This week is a kind of mini-referendum on the Federal Reserve, the U.S. economy, and oil prices.
Think of it one where some chickens come home to roost. (Hence the photo.)
It’s not a big week for economic data but what there is is suggestive.
On Wednesday, for example, we get numbers on existing home sales and U.S. oil inventories.
Last week’s report on new home sales was just a little disappointing and with everyone and my aunt Nellie worried that the Federal Reserve’s interest rate increase will slow vulnerable sectors such as home building, this report is likely to get a lot of attention even though it really is too soon for the Fed’s move to show up in mortgage rates. Economists surveyed by Briefing.com are projecting annualized sales of 5.52 million houses for May. That would be slightly below the 5.57 million annualized rate for April. A figure below consensus projections is likely to set tongues wagging. (New home sales data follow on Friday with projections looking for annualized sales of 599,000 for May. That would be a huge improvement from the disappointing 569,000 rate from April, but the much higher projection also means there’s lots of room for disappointment.)

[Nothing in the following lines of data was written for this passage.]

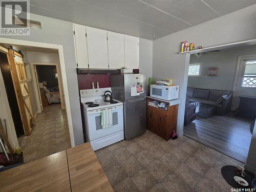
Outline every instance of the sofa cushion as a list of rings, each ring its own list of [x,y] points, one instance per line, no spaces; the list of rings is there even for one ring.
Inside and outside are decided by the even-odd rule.
[[[195,89],[193,97],[199,99],[208,99],[210,90]]]
[[[217,101],[221,96],[224,95],[228,95],[229,91],[221,91],[221,90],[210,90],[210,95],[209,99],[214,101]]]
[[[189,97],[193,97],[194,90],[194,88],[187,88],[187,95]]]

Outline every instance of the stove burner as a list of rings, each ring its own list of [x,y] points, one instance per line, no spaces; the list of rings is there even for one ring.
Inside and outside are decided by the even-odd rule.
[[[86,104],[93,104],[93,102],[87,102]]]
[[[104,101],[105,101],[105,102],[112,102],[113,101],[114,101],[114,100],[113,100],[113,99],[111,100],[110,101],[107,101],[106,100],[104,100]]]
[[[89,104],[88,105],[88,106],[89,106],[89,108],[94,108],[94,107],[95,107],[95,106],[99,106],[99,104],[98,104],[93,103],[93,104]]]

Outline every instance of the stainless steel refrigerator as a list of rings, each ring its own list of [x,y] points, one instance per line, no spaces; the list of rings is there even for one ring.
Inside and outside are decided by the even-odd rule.
[[[131,139],[146,131],[146,75],[113,75],[110,84],[113,98],[123,103],[124,138]],[[143,93],[136,94],[136,85],[143,84]]]

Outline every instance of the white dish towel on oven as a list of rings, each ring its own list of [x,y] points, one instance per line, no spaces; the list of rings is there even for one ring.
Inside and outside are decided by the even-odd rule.
[[[101,111],[101,125],[102,129],[113,126],[112,110],[111,109]]]

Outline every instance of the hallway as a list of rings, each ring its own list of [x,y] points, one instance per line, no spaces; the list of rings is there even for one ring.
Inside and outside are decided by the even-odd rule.
[[[28,162],[70,147],[67,114],[58,103],[51,104],[37,114],[35,126],[22,149],[24,162]]]

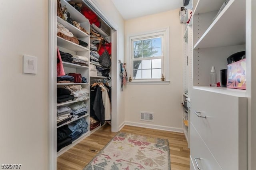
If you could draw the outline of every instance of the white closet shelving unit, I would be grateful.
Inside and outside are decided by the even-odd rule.
[[[68,3],[64,0],[61,0],[60,3],[62,6],[66,6],[68,9],[68,11],[70,14],[72,18],[80,23],[80,26],[85,29],[86,31],[90,30],[90,23],[89,20],[86,19],[82,14],[79,12]],[[89,60],[90,58],[90,35],[76,27],[71,25],[69,23],[66,22],[61,18],[57,16],[57,21],[65,26],[70,31],[72,32],[75,36],[79,39],[85,42],[88,44],[88,47],[85,47],[80,45],[73,43],[69,41],[66,40],[64,38],[57,36],[57,46],[60,50],[64,52],[68,52],[72,55],[78,55],[80,56],[85,56]],[[81,66],[76,64],[63,62],[63,65],[65,73],[80,73],[83,77],[87,78],[88,83],[57,83],[57,87],[63,87],[65,86],[68,85],[80,85],[82,88],[86,88],[90,90],[90,69],[89,66]],[[79,118],[72,119],[69,122],[63,124],[58,126],[56,128],[59,128],[65,125],[68,124],[72,122],[77,121],[81,118],[85,118],[86,121],[89,123],[90,117],[90,99],[82,100],[88,107],[88,111],[87,114]],[[76,102],[81,102],[80,100],[74,100],[71,101],[61,103],[58,103],[56,106],[67,106],[73,104]],[[76,144],[84,138],[90,135],[89,126],[88,128],[87,132],[83,134],[79,138],[74,141],[72,141],[72,144],[68,145],[62,148],[57,153],[57,156],[59,156],[62,153],[67,151],[68,149]]]
[[[247,168],[246,90],[209,86],[211,66],[219,82],[227,58],[245,50],[245,1],[230,0],[214,20],[225,1],[193,0],[190,170]]]
[[[192,10],[187,9],[188,15],[186,18],[189,18],[190,13]],[[183,101],[186,101],[187,105],[190,103],[188,99],[190,98],[190,91],[192,86],[192,52],[191,49],[192,45],[192,19],[188,24],[184,24],[183,30]],[[183,108],[183,130],[188,142],[188,146],[190,147],[190,108],[188,106],[187,110]]]

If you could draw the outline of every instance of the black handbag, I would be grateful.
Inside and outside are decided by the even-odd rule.
[[[111,59],[110,59],[110,56],[108,54],[108,52],[106,48],[105,43],[103,43],[103,46],[105,51],[100,56],[99,62],[100,64],[104,67],[109,68],[111,66]]]

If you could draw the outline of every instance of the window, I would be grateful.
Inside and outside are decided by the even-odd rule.
[[[162,74],[166,80],[167,30],[130,37],[128,62],[132,81],[159,81]]]

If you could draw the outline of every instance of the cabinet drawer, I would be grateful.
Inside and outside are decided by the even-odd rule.
[[[207,148],[193,125],[190,126],[190,156],[192,164],[198,169],[195,158],[198,167],[204,170],[222,170],[216,160]],[[190,168],[190,170],[193,170]]]
[[[246,98],[194,88],[191,94],[191,124],[220,166],[246,169]]]

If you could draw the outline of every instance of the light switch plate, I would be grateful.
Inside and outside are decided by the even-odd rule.
[[[37,58],[26,55],[23,56],[23,72],[37,73]]]

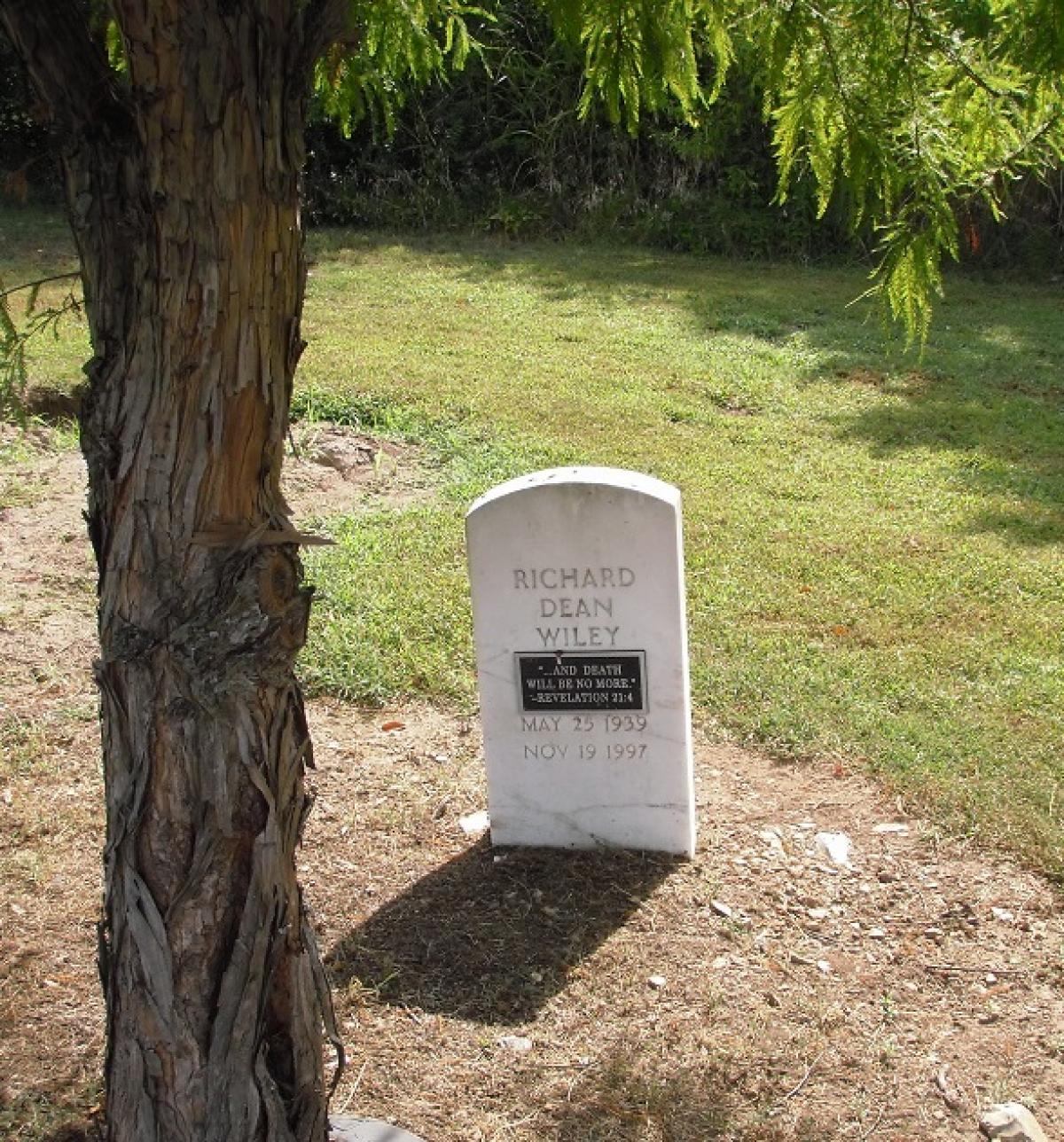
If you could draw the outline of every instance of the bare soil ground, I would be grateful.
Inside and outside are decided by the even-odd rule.
[[[411,456],[332,452],[360,448],[290,465],[297,517],[416,494]],[[0,509],[0,1136],[58,1142],[95,1136],[99,1096],[94,576],[78,458],[6,475],[25,502]],[[976,1139],[1016,1100],[1064,1139],[1058,891],[861,773],[699,731],[693,861],[493,853],[460,826],[485,804],[474,719],[311,715],[337,1113],[430,1142],[900,1142]]]

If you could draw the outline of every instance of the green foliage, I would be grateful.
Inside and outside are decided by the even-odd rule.
[[[477,49],[470,19],[491,16],[451,0],[353,5],[348,35],[315,67],[319,113],[334,119],[345,132],[369,115],[390,134],[395,111],[412,88],[442,75],[445,67],[460,71]],[[352,45],[357,47],[352,50]]]
[[[1056,0],[540,0],[580,50],[579,115],[637,132],[650,116],[695,129],[728,69],[763,94],[777,201],[807,175],[821,215],[841,199],[874,234],[872,291],[926,339],[961,223],[1001,218],[1010,186],[1064,158],[1064,16]],[[390,129],[406,78],[460,66],[469,9],[360,5],[355,55],[322,64],[323,106],[379,107]],[[507,11],[499,5],[498,13]],[[476,13],[478,18],[486,14]],[[513,228],[513,211],[502,222]]]
[[[764,85],[780,159],[780,199],[812,170],[825,209],[837,188],[878,236],[873,289],[924,340],[958,217],[1000,218],[1009,185],[1064,155],[1064,85],[1054,27],[998,0],[761,8]]]

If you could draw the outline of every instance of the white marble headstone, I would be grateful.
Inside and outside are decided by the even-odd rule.
[[[466,534],[492,843],[692,855],[679,492],[553,468]]]

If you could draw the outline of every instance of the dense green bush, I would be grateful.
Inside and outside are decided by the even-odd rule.
[[[0,196],[7,201],[54,201],[56,163],[48,131],[32,114],[33,99],[22,65],[0,29]]]
[[[478,226],[507,236],[626,234],[670,249],[808,257],[852,250],[799,184],[772,204],[760,94],[736,69],[700,127],[648,116],[637,135],[575,111],[581,62],[531,6],[479,30],[483,51],[401,107],[390,135],[315,123],[308,208],[322,223]]]

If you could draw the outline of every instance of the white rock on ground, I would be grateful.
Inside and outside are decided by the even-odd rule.
[[[980,1132],[1005,1142],[1049,1142],[1034,1115],[1021,1102],[999,1102],[980,1119]]]

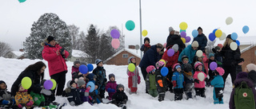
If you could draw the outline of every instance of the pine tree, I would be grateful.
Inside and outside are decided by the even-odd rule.
[[[53,36],[59,45],[72,54],[72,43],[66,24],[55,14],[44,14],[34,22],[30,36],[23,42],[26,55],[29,59],[42,59],[42,51],[43,42],[48,36]]]

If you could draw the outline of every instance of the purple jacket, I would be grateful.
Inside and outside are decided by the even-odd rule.
[[[111,100],[112,99],[112,96],[117,91],[117,82],[116,81],[108,81],[107,84],[106,84],[106,91],[109,93],[109,100]],[[110,91],[109,88],[111,88],[111,89],[114,89],[114,91],[113,92],[110,92],[111,91]]]
[[[256,90],[254,88],[253,83],[249,79],[247,79],[247,78],[236,79],[234,81],[234,88],[240,86],[240,84],[241,84],[242,81],[246,81],[247,85],[252,89],[254,95],[254,101],[255,101],[255,103],[256,103]],[[235,109],[235,107],[234,107],[234,91],[235,91],[235,89],[233,88],[231,95],[230,95],[230,109]]]

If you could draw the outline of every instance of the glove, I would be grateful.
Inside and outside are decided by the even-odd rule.
[[[46,95],[51,95],[51,91],[46,89],[42,89],[40,93]]]

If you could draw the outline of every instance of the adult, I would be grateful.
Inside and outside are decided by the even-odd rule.
[[[202,29],[199,26],[198,29],[198,35],[194,38],[194,41],[197,41],[198,42],[198,49],[202,50],[205,53],[205,48],[207,45],[207,37],[205,34],[202,33]]]
[[[230,73],[232,84],[236,78],[236,66],[237,66],[237,60],[240,59],[240,49],[239,47],[236,50],[232,50],[230,47],[231,42],[234,42],[231,39],[231,35],[229,34],[226,41],[223,44],[223,48],[220,52],[220,55],[223,57],[223,69],[225,70],[225,73],[222,76],[224,80],[224,84],[226,82],[226,79],[227,76]]]
[[[46,65],[42,61],[36,62],[26,67],[26,69],[19,74],[11,86],[11,95],[15,96],[16,92],[18,91],[18,86],[22,84],[22,79],[24,77],[29,77],[32,80],[31,87],[28,90],[29,92],[33,91],[35,93],[42,93],[50,95],[51,94],[50,91],[40,88],[40,79],[41,81],[43,80],[46,68]]]
[[[44,47],[42,56],[48,61],[50,76],[57,83],[56,95],[62,95],[67,72],[65,58],[70,54],[55,41],[55,38],[52,36],[49,36],[42,45]],[[55,93],[55,90],[54,92]]]

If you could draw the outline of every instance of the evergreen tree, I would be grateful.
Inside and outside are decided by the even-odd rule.
[[[55,14],[44,14],[39,19],[34,22],[30,36],[23,42],[25,51],[29,59],[42,59],[42,51],[43,42],[48,36],[53,36],[59,45],[72,54],[72,43],[69,30],[66,23]]]

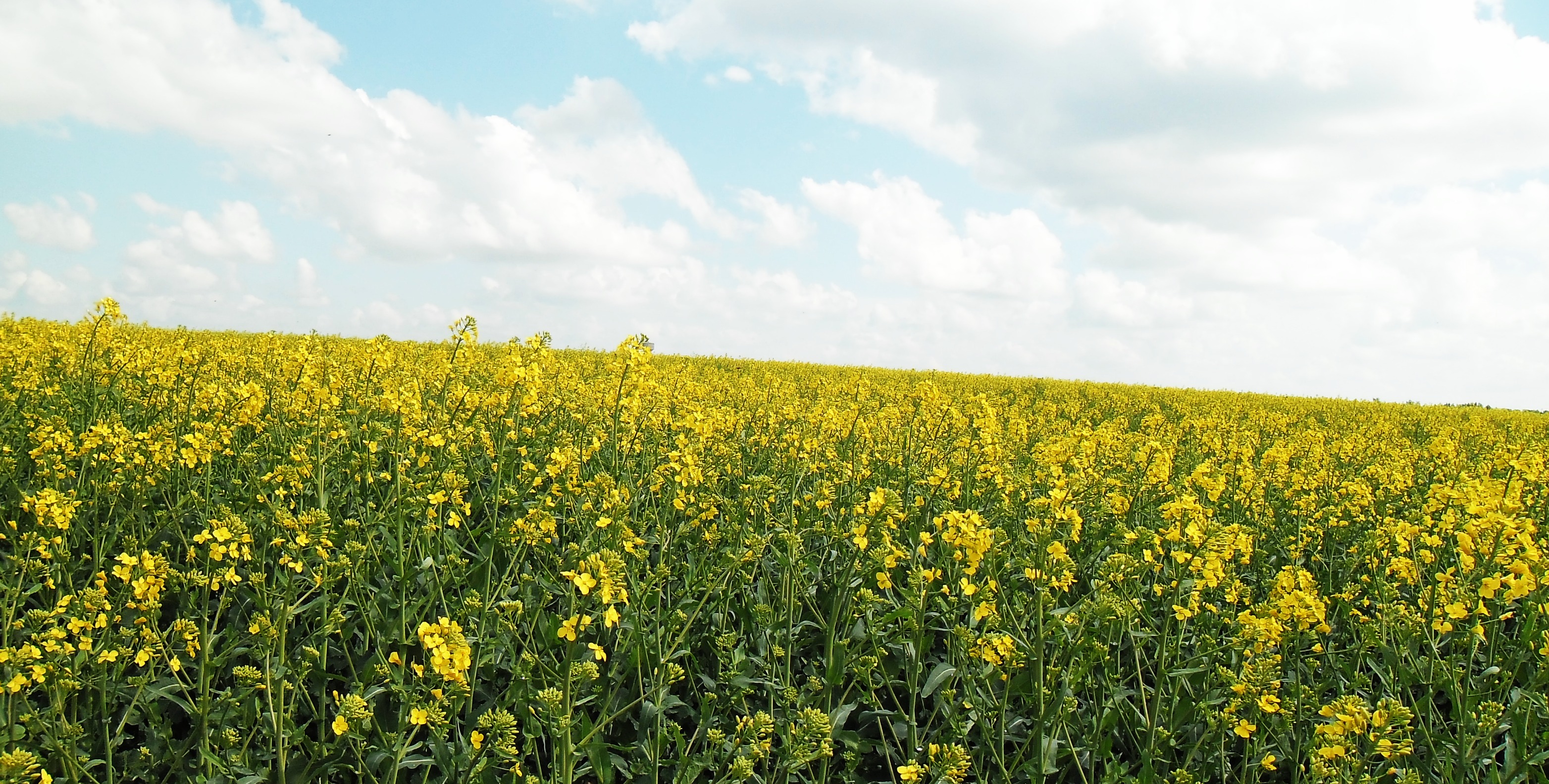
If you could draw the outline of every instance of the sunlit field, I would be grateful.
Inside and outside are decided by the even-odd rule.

The last drop in oil prices was set off by higher than expected U.S. oil inventories, which focused attention on an increase in production from Nigeria and Libya, neither bound by OPEC’s agreement to reduce production, and forecasts of record production from U.S. oil shale companies in 2017 and 2018. One thing to watch–gasoline inventories. Oil inventories are supposed to fall in spring and early summer as refineries go into full swing to meet summer gasoline demand. The last report, however, said that gasoline inventories already looked ample. If that’s true the oil market in the United States might see a smaller than usual draw down in oil inventories for the summer driving season.
The financial markets are a little worried about the possibility of slowing U.S. economic growth. Last thing a nervous market needs is data that makes its worries seem justified.